We may sell the vacation home when we retire, but in that case we will likely buy or rent a place for the winter, and the expenses will likely be the same or only slightly decrease.

Other spending:

groceries: $600/m*12=$7.2K/yr
dinning out: we spend at least $2500/m right now as we don't have much time to cook at home and we both eat lunch at work. this can be cut down to half if needed, but we both love dinning out so it is a choice of spending habit: $30k/yr
dog walker/food/boarding/vet: $10k/yr. when we retire we can cut down dog walker expenses significantly, but boarding will increase as we will travel more. offsetting each other= same or even increased total amount likely
other "luxury habit spending" including clothing, hair cut, facial treatment, massage, gym, etc: $20k/yr - (I can certainly cut down on clothing/shoe spending, but am not willing to cut down on massages!:D)
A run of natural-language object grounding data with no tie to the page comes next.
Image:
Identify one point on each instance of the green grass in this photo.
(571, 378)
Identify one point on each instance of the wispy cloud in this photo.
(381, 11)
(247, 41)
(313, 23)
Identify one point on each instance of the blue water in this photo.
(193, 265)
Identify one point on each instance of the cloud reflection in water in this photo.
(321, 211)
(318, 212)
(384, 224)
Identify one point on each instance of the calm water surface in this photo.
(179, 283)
travel: right now we only take 1 OOP travel each year, and the rest are tagged along with business travel. so we are currently at $15k/yr but see this increase to at least $30k/yr

I haven't included taxes yet! Right now we are at the top bracket (and I don't even want to think about the $! but that's a golden headache to have I guess). when we retire we will need to figure out a way to play with taxes, and I will certainly look for advices from this forum. ;)

this is a rough breakdown. each year it fluctuates a bit depending on whether we need to fix something in the apt/house, buy a new car (haven't in the last 3 yrs) or if we travel more. we also have elderly parents to take care of for the next 10 yrs at least, so home visits and other expenses will likely increase. I like to build a "buffer" in the total budget, so it came to $200K. But if we pay more attention to detailed spending and cut expenses, I think $150K is certainly achievable without sacrificing our current living standard.
 
But for the purposes of budgeting for retirement, 4 years of high school tuition is not likely to be an ongoing expense- certainly not for most of the retirement period and not for most people.
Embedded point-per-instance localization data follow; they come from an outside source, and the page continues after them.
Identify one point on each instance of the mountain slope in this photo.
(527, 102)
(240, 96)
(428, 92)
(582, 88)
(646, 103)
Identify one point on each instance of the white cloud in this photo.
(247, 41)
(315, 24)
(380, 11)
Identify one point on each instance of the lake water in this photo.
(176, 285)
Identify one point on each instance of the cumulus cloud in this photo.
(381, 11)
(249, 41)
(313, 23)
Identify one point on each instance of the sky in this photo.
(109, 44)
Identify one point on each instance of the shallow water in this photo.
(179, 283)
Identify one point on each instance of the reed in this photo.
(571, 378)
True - just for the next two years. We actually have several stages of spending. Now when kids in high-school, in 3 years when they are in college, and once they are out of college and hopefully independent, and finally when medicare kicks in. Based on our forecasts, there are some big spending differences that we are factoring in.
 
Though I selected $100k-125k, that is dependent on where we settle. If it's our current location, that's accurate. If not, it could be much less. Also depends on if our house is paid off or not... Either way, I'm planning for $100-125K, and if we don't need all of that... gravy!